How to Succeed with Research

With many new Universities being established in Malawi, one of the key challenges relates to research. Most are well aware that, to be worthy of the name, a University has to be active in research as well as in teaching. A university is not supposed to be just recycling knowledge that already exists. It is supposed to be creating new knowledge. The way to do this is by being active in research.

However, it is one thing to aspire to be a research-active institution. It is another to become one. A consistent theme in my encounters with budding Universities in Malawi is that they are conscious that they have the aspiration but they do yet have the reality. There seem to be many factors that inhibit success with research. How can dream be turned into reality?

This is essentially the question I have been asked to address when I visit the University of Livingstonia next week. So my homework is to work on nine questions that they have posed and to have some answers by the time I arrive in Mzuzu next weekend:

  • How to become active in research
  • How to identify research topic(s)
  • How to form a research plan
  • How to do research at low cost
  • How to enable research and teaching to nourish one another
  • How to build collaborative research
  • How to get from inception to completion
  • How to get research published
  • How to share responsibility in joint/co-authored projects

Not sure if I know all the answers but the first step is always to ask the right questions.

2 comments

  1. At the University of Otago, in Dunedin New Zealand, the support for research supervisors, and post-graduate research students has been developed over the past decade in ways which have been I think quite important.
    1) A Higher Education Development Unit provides seminars and support, usually in the form of 90 minute to two hour sessions regularly through the year.
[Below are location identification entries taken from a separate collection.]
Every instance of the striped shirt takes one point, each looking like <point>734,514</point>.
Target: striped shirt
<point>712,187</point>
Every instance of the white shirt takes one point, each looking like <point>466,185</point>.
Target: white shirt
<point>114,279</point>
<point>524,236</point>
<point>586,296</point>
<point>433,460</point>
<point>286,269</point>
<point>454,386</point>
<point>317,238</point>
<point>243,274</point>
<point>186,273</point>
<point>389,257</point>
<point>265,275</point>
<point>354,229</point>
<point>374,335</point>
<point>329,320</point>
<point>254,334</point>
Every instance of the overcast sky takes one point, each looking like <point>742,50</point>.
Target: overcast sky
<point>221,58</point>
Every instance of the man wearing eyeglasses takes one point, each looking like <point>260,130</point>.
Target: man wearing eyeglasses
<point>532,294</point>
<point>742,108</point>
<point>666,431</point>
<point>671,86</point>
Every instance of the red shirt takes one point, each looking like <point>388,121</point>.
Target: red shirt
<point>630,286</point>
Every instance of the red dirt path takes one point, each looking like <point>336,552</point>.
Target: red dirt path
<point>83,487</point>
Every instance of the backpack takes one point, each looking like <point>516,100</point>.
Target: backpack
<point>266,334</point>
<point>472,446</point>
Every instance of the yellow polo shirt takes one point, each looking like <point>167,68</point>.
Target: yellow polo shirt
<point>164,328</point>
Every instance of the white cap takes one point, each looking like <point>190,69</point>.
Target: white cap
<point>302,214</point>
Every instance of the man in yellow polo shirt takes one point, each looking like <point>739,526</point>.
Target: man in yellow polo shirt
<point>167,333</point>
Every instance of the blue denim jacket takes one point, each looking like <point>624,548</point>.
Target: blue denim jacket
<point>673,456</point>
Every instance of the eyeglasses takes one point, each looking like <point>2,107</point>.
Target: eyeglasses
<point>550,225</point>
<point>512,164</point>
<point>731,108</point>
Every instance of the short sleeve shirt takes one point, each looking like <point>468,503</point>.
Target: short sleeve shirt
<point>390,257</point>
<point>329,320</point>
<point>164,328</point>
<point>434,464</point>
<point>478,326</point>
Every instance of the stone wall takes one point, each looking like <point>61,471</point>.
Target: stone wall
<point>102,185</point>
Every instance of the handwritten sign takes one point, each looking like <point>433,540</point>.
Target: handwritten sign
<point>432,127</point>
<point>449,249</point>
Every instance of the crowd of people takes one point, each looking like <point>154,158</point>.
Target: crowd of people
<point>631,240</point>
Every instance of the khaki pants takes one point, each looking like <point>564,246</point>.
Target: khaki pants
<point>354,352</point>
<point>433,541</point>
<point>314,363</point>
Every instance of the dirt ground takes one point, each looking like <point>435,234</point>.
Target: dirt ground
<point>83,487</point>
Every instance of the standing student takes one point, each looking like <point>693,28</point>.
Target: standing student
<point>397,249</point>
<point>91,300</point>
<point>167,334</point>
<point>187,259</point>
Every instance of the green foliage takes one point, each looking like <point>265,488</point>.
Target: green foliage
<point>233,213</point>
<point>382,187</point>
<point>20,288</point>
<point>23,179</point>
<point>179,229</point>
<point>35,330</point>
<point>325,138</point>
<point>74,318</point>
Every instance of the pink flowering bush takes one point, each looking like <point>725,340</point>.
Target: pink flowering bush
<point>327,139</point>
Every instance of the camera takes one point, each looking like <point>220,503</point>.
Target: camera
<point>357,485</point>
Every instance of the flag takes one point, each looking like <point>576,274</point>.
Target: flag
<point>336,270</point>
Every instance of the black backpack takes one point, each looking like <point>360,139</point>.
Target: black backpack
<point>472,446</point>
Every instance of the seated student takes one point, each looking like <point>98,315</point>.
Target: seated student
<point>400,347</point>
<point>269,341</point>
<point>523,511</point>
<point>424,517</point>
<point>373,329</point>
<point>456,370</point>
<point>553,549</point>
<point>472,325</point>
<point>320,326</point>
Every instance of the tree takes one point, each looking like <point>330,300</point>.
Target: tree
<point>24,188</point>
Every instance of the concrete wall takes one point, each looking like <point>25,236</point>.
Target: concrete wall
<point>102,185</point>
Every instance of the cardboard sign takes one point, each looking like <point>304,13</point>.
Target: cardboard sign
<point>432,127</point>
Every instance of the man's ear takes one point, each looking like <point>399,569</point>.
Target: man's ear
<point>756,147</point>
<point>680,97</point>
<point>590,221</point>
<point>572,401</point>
I have found these especially helpful for taking up a supervision role.
    2) Cultural groups have developed their own support structures for their students (with university support) which have been especially important for Pacific Island and Maori students. These include social activities, celebrations of research progress, interventions for those finding it difficult, and an annual presentation of papers by research students.
    3) The pastoral care of students is important, but although supervisors should be pastoral, their role is primarily supervisory, and others are more appropriate in dealing in detail with the personal issues which are part of every research story.
    4) An ethics committee may seem an administrative burden, but it is an important safeguard.
    5) Support for use of technology, including word processing and bibliographical software.
    6) Discussion of what plaigarism actually is, and how it is to be avoided, is needed in some depth as culturally it is not all obvious what it means in practice.
    7) Imported cultures of supervision need critical reflection and adaptation. Care is needed with the assumptions of expatriate staff who may be involved. Americans give and expect very affirmative comments and feedback, lots of stroking. English universities have a reputation for being the complete opposite where the only feedback is negative. There are horror stories here of people from other cultures not understanding what is going on.
    8) As an examiner and a rescue supervisor I frequently come across problems caused by research topics which require expertise in more disciplines than are necessary creating unecessary failures. Adding sociological research requiring significant quantities of data and statistically analysis to research. A topic may be adequately valid by use of literature, critical reflection, and informal oral engagement, unless the sociological skill set and its tools are primary – which they may be.
    9) Cultural and hermeneutical skills are often under-recognized, and the particular knowledge gifts of each language and culture need to be affirmed. International benchmarks are important, but these are seldom presented with much regard to the needs of other cultures. With the best will in the world it is impossible to escape the challenge this presents for universities as well as students to be fluent in more than one research language and culture as they set their own standards.